Ma volendo guardare alla sostanza, il concetto che si segue è che da grandi poteri derivano grandi responsabilità. Le quali, però, in ragione del quadro normativo in materia di protezione dei dati personali, comportano precisi obblighi di gestione in capo al titolare del trattamento. Che si traducono in misure da adottare.

Tutti questi obblighi permangono con l’applicazione del GDPR per espressa previsione dell’art. 22 co. 4 d.lgs. 101/2018, il quale prevede che i provvedimenti del Garante continuino ad applicarsi in quanto compatibili con il Regolamento.

Anzi, possiamo dire che in questo caso, ne escono rafforzati nelle proprie coordinate essenziali.

La designazione dell’amministratore di sistema.


All’interno delle misure e accorgimenti prescritti all’interno del provvedimento, al punto 4.2 è previsto l’obbligo di designazione individuale di ciascuno dei soggetti che svolgono le funzioni di amministratore di sistema, con l’elencazione analitica degli ambiti di operatività consentiti in base al profilo di autorizzazione assegnato.

Questa misura non è altro che una specificazione delle disposizioni degli artt. 29 e 32 par. 4 GDPR, che, rispettivamente, prevedono l’obbligo per il titolare di istruire i soggetti autorizzati all’accesso e di controllare che i soli soggetti istruiti abbiano accesso ai dati personali e svolgano operazioni di trattamento. Più in generale rientrano nelle misure organizzative di cui deve dotarsi il titolare per garantire un livello di sicurezza adeguato dei trattamenti.

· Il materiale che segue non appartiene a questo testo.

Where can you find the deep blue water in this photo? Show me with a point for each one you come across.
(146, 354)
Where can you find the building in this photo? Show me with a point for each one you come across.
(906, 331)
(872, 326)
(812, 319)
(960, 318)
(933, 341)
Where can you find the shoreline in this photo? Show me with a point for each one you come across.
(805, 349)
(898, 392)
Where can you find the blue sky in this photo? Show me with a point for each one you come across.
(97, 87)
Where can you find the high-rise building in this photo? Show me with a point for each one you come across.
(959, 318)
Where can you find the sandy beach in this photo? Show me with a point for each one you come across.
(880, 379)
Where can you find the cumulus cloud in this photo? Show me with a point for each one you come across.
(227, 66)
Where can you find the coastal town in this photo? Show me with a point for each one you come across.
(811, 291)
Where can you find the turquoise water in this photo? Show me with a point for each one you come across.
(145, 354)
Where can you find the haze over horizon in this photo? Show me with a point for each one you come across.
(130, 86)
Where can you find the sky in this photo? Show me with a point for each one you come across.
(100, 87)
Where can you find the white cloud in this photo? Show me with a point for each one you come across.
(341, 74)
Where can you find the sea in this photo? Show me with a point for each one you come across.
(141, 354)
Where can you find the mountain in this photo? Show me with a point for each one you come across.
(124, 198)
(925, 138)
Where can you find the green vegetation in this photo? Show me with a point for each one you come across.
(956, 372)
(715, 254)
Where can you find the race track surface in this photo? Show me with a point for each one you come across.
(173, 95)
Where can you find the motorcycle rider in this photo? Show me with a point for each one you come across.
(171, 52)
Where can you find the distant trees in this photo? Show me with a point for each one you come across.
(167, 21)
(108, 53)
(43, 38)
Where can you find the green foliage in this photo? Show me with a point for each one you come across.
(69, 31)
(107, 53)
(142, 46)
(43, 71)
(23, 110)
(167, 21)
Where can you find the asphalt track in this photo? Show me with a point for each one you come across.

In particolare, la designazione dell’amministratore di sistema è riconducibile nell’attribuzione di funzioni e compiti prevista dall’art. 2-quaterdecies Codice Privacy. Che nei contenuti minimi deve avere quanto previsto all’interno del citato punto del provvedimento, andando così a chiarire l´ambito di operatività in termini generali, per settori o per aree applicative. A ciò devono poi essere aggiunte tutte le istruzioni necessarie allo svolgimento delle operazioni, andando a specificare quali sono consentite nonché le eventuali condizioni per svolgere determinate attività.

Nel caso in cui un responsabile del trattamento svolga attività come amministratore di sistema, l’accordo di cui all’art. 28 GDPR andrà così integrato con la precisazione degli obblighi del provvedimento ivi inclusa la designazione individuale di tali soggetti. Che per buona prassi è bene che il titolare fornisca come modello allegato.

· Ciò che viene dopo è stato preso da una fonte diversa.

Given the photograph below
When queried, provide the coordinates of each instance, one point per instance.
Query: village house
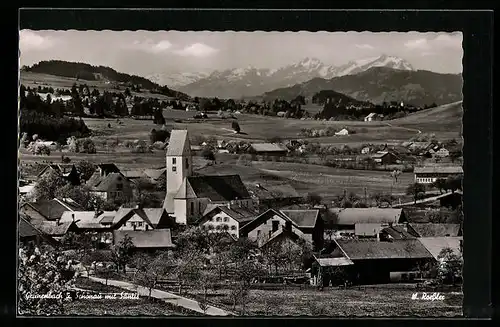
(268, 149)
(370, 261)
(343, 131)
(111, 186)
(429, 174)
(146, 241)
(384, 158)
(369, 221)
(372, 116)
(187, 196)
(139, 219)
(226, 218)
(67, 171)
(48, 210)
(434, 230)
(305, 223)
(267, 195)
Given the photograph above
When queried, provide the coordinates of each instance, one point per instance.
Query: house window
(275, 225)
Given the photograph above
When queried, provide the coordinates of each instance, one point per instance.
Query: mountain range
(379, 84)
(251, 81)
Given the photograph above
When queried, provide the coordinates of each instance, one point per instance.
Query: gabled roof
(352, 216)
(372, 249)
(268, 147)
(397, 232)
(53, 209)
(439, 169)
(240, 214)
(102, 184)
(435, 230)
(178, 143)
(302, 218)
(108, 168)
(435, 244)
(87, 219)
(214, 187)
(158, 238)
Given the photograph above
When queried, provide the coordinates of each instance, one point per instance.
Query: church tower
(179, 165)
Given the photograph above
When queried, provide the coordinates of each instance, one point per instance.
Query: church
(187, 195)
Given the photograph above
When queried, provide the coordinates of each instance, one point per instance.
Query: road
(165, 296)
(408, 129)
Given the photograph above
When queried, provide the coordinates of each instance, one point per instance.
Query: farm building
(435, 230)
(147, 241)
(429, 174)
(375, 261)
(267, 195)
(48, 210)
(305, 223)
(372, 116)
(268, 149)
(343, 131)
(384, 158)
(226, 218)
(67, 171)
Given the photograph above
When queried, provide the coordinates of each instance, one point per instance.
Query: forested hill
(88, 72)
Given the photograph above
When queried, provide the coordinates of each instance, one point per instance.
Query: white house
(371, 116)
(343, 131)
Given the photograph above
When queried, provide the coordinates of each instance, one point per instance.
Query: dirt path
(165, 296)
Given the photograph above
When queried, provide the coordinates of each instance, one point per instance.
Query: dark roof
(158, 238)
(373, 249)
(109, 168)
(351, 216)
(102, 184)
(240, 214)
(215, 188)
(53, 209)
(436, 230)
(397, 232)
(267, 191)
(438, 169)
(302, 218)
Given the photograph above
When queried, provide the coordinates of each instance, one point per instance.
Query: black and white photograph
(236, 173)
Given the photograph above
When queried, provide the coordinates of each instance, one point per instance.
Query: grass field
(377, 302)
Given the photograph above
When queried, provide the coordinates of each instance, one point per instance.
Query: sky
(146, 52)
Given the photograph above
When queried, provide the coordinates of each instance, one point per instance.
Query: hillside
(379, 84)
(83, 71)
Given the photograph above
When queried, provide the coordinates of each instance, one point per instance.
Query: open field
(34, 80)
(376, 302)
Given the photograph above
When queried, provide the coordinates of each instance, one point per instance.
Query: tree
(86, 169)
(88, 146)
(151, 268)
(450, 266)
(208, 154)
(48, 185)
(42, 271)
(236, 127)
(415, 189)
(122, 252)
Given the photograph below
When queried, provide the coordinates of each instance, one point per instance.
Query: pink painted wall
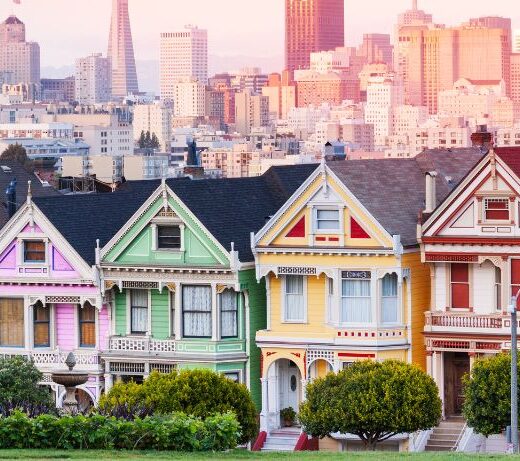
(104, 328)
(65, 327)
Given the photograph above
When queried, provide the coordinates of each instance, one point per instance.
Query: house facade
(343, 275)
(50, 302)
(471, 243)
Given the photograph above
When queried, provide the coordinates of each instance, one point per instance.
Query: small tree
(487, 395)
(17, 153)
(373, 400)
(19, 387)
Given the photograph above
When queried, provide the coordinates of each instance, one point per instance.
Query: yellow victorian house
(343, 271)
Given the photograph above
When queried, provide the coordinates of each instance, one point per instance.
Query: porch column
(265, 403)
(109, 382)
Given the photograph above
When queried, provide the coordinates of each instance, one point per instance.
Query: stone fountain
(70, 380)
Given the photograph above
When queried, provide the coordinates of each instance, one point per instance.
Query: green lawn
(237, 455)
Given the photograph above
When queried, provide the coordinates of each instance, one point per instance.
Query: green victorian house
(180, 280)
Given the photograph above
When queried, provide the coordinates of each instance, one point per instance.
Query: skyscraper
(312, 25)
(121, 51)
(183, 54)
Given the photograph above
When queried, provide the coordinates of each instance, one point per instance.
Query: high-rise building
(93, 79)
(19, 59)
(251, 111)
(183, 54)
(516, 41)
(121, 52)
(312, 25)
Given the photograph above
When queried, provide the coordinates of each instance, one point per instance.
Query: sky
(67, 29)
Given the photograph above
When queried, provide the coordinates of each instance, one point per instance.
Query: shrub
(487, 395)
(200, 393)
(19, 386)
(177, 432)
(374, 400)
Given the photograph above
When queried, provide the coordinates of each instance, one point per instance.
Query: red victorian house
(472, 243)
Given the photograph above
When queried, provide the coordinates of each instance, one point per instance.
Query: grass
(85, 455)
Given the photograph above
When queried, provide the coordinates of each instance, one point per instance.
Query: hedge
(177, 432)
(200, 393)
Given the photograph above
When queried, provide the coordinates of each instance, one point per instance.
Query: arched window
(389, 305)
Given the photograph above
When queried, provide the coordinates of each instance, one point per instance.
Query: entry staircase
(282, 439)
(446, 436)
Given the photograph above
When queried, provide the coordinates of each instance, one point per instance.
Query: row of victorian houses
(272, 281)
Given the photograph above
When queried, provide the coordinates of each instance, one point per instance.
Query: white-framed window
(168, 237)
(228, 301)
(138, 311)
(327, 220)
(34, 251)
(356, 297)
(294, 299)
(389, 301)
(496, 209)
(196, 311)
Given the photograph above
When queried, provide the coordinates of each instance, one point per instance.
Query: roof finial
(29, 192)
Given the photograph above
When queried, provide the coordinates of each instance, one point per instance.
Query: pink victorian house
(50, 299)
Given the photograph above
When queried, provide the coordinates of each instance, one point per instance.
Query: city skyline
(261, 38)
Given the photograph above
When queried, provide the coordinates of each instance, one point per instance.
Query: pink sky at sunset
(67, 29)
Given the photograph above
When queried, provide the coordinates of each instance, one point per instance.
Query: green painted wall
(121, 313)
(257, 321)
(160, 314)
(136, 246)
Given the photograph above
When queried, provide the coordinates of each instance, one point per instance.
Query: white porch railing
(459, 320)
(145, 345)
(56, 357)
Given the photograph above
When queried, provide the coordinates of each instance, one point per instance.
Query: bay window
(42, 321)
(460, 286)
(229, 314)
(294, 299)
(356, 305)
(196, 311)
(138, 311)
(11, 322)
(389, 304)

Gestire gli amministratori di sistema.


Andando un passo oltre, gli obblighi specifici riguardanti gli amministratori di sistema rientrano in una gestione degli accessi e dei privilegi. Attenzione, però, a ricordare che le misure indicate determinano delle soglie minime, ma non è detto che siano sufficienti. Come ricorda il Garante Privacy, infatti, adottare le misure “a catalogo” non significa avere un livello di sicurezza adeguato. Questo è infatti possibile raggiungerlo e comprovarlo solo attraverso un’analisi dei rischi.

Il provvedimento indica alcuni punti fondamentali di gestione, quali:

  • la valutazione delle caratteristiche soggettive;
  • la designazione individuale;
  • la tenuta di un elenco aggiornato degli amministratori di sistema;
  • la verifica delle attività svolte;
  • la registrazione degli accessi.

Ciascuno di questi aspetti è bene che venga approfondito e declinato correttamente, tenendo conto del contesto organizzativo e secondo quell’approccio risk-based su cui si fonda il sistema del GDPR.

Insomma: gli amministratori di sistema continuano ad esistere anche con il GDPR e la gestione del loro operato è e rimane una responsabilità ineliminabile in capo al titolare del trattamento.

Responsabilità che permane nonostante qualsivoglia clausola di esenzione o limitazione di responsabilità si voglia imporre o far sottoscrivere, perché deriva direttamente dal Regolamento il quale non ammette alcuna deroga a riguardo.